Two shareholders of International Healthway Corporation (IHC) are demanding that the firm remove four directors from its board.
IHC said on Monday that investor Eric Low and his sister Audrey, who claim to hold a total 11.17 per cent stake in the healthcare firm, sent a notice to the company's directors last week.
The Lows are calling for an extraordinary meeting to be convened and are proposing to remove Ms Lim Beng Choo, an executive director whose role is similar to that of a chief executive.
They also propose that non-independent non-executive chairman Gerald Lim Thien Su, as well as independent directors Ong Lay Khiam and Leonard Chia Chee Hyong, be removed from the board.
Neither Mr Low, who is deputy chief executive of Oxley Holdings, nor Dr Low stated why they wanted the directors removed but this struggle has played out before.
In June, Mr Low and Oxley chairman and chief executive Ching Chiat Kwong, who together held a 26.25 per cent stake in IHC, nominated three new independent directors to stand for election at IHC's annual general meeting in July.
But the resolutions failed to pass, with each of the nominees receiving less than 43 per cent of the vote.
IHC said on Monday that it was verifying the shareholdings of the Lows and seeking legal advice on the validity of their request.

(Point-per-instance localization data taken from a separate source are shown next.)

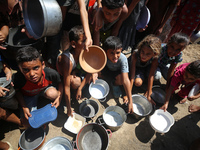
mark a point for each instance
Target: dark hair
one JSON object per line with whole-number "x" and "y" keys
{"x": 112, "y": 4}
{"x": 27, "y": 54}
{"x": 75, "y": 32}
{"x": 179, "y": 38}
{"x": 194, "y": 68}
{"x": 112, "y": 42}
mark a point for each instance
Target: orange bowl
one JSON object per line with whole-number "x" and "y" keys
{"x": 94, "y": 60}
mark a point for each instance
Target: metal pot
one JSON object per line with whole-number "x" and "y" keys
{"x": 99, "y": 90}
{"x": 42, "y": 17}
{"x": 92, "y": 136}
{"x": 141, "y": 106}
{"x": 59, "y": 143}
{"x": 32, "y": 139}
{"x": 114, "y": 117}
{"x": 88, "y": 108}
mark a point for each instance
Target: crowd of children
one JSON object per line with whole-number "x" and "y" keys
{"x": 112, "y": 25}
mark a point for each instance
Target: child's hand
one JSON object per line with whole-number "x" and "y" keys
{"x": 79, "y": 94}
{"x": 26, "y": 113}
{"x": 2, "y": 91}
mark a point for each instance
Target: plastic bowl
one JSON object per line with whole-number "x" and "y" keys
{"x": 161, "y": 121}
{"x": 94, "y": 60}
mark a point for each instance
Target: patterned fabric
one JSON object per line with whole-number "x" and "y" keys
{"x": 164, "y": 59}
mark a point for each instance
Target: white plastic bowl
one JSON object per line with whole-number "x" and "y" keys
{"x": 161, "y": 121}
{"x": 75, "y": 123}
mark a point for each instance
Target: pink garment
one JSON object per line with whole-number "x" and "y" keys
{"x": 178, "y": 79}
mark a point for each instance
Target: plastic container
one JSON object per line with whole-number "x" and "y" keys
{"x": 42, "y": 116}
{"x": 161, "y": 121}
{"x": 75, "y": 123}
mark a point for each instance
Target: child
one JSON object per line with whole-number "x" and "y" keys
{"x": 117, "y": 66}
{"x": 35, "y": 80}
{"x": 171, "y": 55}
{"x": 187, "y": 74}
{"x": 144, "y": 62}
{"x": 67, "y": 64}
{"x": 111, "y": 12}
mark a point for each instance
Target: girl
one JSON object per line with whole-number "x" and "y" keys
{"x": 144, "y": 61}
{"x": 186, "y": 75}
{"x": 171, "y": 55}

Also on Monday night, a strange set of disclosures to the Singapore Exchange was made by Healthway Medical Corp (HMC). This was the firm that spun off IHC in 2010.
The disclosures detailed transactions made on April 13 that had altered the size of substantial shareholder Fan Kow Hin's deemed interest in HMC. But HMC was notified of these changes only last Friday - months later.

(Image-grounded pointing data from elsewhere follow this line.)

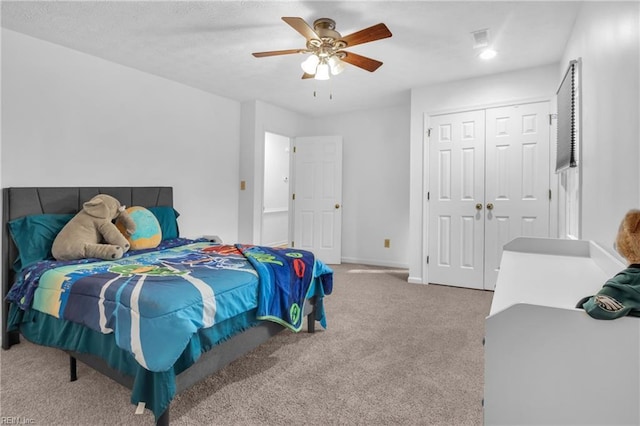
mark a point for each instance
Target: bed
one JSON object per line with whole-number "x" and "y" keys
{"x": 156, "y": 321}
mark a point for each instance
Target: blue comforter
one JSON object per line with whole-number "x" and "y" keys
{"x": 154, "y": 301}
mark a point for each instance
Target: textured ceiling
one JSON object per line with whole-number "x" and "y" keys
{"x": 208, "y": 44}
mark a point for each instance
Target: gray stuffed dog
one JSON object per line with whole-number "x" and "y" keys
{"x": 92, "y": 234}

The timely disclosure of changes in substantial shareholders' interests is governed by the Monetary Authority of Singapore under the Securities and Futures Act.
Asked if MAS was investigating the late disclosure, a spokesman said that MAS does not comment on its dealings with specific entities, as a matter of policy.

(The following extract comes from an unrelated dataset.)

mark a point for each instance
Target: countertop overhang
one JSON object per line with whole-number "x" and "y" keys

Changes in shareholdings by significant shareholders are closely watched by investors for various reasons. For example, over at IHC, where Mr Fan is also a substantial shareholder, the firm has $50 million worth of notes due next year and another $50 million due in 2018. The notes have a condition that investors can redeem their holding if the total shareholding of Mr Fan and substantial shareholders Aathar Ah Kong Andrew and Jong Hee Sen, and their immediate family members, fall below 30 per cent.
Mr Fan had left HMC in May last year to join IHC as group chief executive. But he quit in January this year, just eight months after taking up the post.
Ms Lim, a former financial controller at HMC, replaced him as executive director. Mr Fan had been executive chairman of HMC since 2007.